No. Ni es pobre ni el dinero es su problema. Si comparamos con otros países, el gasto por alumno es relativamente alto, aunque que ha bajado con los recortes de estos años.

Hablo con amigos profesores y me dicen que los problemas de indisciplina, falta de respeto y actitudes desafiantes se han vuelto muy extraños en comparación con lo que ocurría hace ocho, nueve años.

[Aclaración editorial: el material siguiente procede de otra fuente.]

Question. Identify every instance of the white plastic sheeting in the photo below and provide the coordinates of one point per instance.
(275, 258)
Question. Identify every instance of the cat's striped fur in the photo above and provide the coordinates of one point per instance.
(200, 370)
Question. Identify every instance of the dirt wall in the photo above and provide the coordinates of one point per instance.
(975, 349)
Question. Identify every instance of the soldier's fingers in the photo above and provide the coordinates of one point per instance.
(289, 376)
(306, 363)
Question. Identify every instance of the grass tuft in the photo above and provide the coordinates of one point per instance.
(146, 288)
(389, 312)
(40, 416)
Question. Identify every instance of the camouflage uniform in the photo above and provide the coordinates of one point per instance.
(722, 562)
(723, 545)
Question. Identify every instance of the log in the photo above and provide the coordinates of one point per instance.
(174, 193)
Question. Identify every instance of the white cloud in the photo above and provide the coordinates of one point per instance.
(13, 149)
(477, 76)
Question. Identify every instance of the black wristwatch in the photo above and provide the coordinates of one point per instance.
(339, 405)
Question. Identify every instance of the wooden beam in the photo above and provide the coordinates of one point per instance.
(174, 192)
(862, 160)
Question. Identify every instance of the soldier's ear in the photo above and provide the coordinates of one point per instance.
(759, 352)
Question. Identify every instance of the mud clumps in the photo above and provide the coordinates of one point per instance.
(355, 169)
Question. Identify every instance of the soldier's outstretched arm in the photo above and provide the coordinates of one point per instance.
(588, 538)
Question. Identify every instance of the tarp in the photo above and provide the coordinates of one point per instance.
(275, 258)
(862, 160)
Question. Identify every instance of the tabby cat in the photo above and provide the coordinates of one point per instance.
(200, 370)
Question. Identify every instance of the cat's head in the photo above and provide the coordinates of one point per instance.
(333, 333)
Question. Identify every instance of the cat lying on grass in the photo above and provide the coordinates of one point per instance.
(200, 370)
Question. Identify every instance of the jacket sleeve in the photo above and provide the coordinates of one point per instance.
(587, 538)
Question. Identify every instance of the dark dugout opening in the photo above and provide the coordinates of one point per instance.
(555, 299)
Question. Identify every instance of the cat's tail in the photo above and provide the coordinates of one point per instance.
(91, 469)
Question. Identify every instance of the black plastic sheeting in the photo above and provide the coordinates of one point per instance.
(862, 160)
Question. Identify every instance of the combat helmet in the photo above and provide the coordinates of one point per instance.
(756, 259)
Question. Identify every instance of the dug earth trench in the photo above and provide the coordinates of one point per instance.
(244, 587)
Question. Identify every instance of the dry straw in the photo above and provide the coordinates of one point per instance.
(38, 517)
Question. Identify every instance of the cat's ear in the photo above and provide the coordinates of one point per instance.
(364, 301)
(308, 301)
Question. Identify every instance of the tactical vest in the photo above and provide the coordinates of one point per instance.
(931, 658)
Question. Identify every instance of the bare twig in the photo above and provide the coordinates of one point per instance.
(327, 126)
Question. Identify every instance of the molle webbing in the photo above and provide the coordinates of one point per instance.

Es la primera vez que lo oigo... Soy escéptico. Me parece más probable que lo que varíe sea la alarma entre la profesión. En Sociología Criminal es un lugar común que la percepción espontánea de la frecuencia de delitos y peligrosidad (por barrios o por temporadas) no suele corresponder a la realidad. En el sistema educativo hubo unos años en que el tema fue obsesivo, sobre todo cuando el sindicato ANPE salió con los absolutamente infumables informes de Iñaki Piñuel sobre acoso y violencia escolar y con su bastante demagógico defensor del profesor.

La última pregunta. La vieja promesa de "estudiad mucho y prosperaréis a través del conocimiento..." ¿ha caducado?
Está más vigente que nunca: aunque veamos licenciados de camareros y millonarios que dejaron la carrera, es en adelante cuando la educación más va a marcar la diferencia entre éxito y fracaso.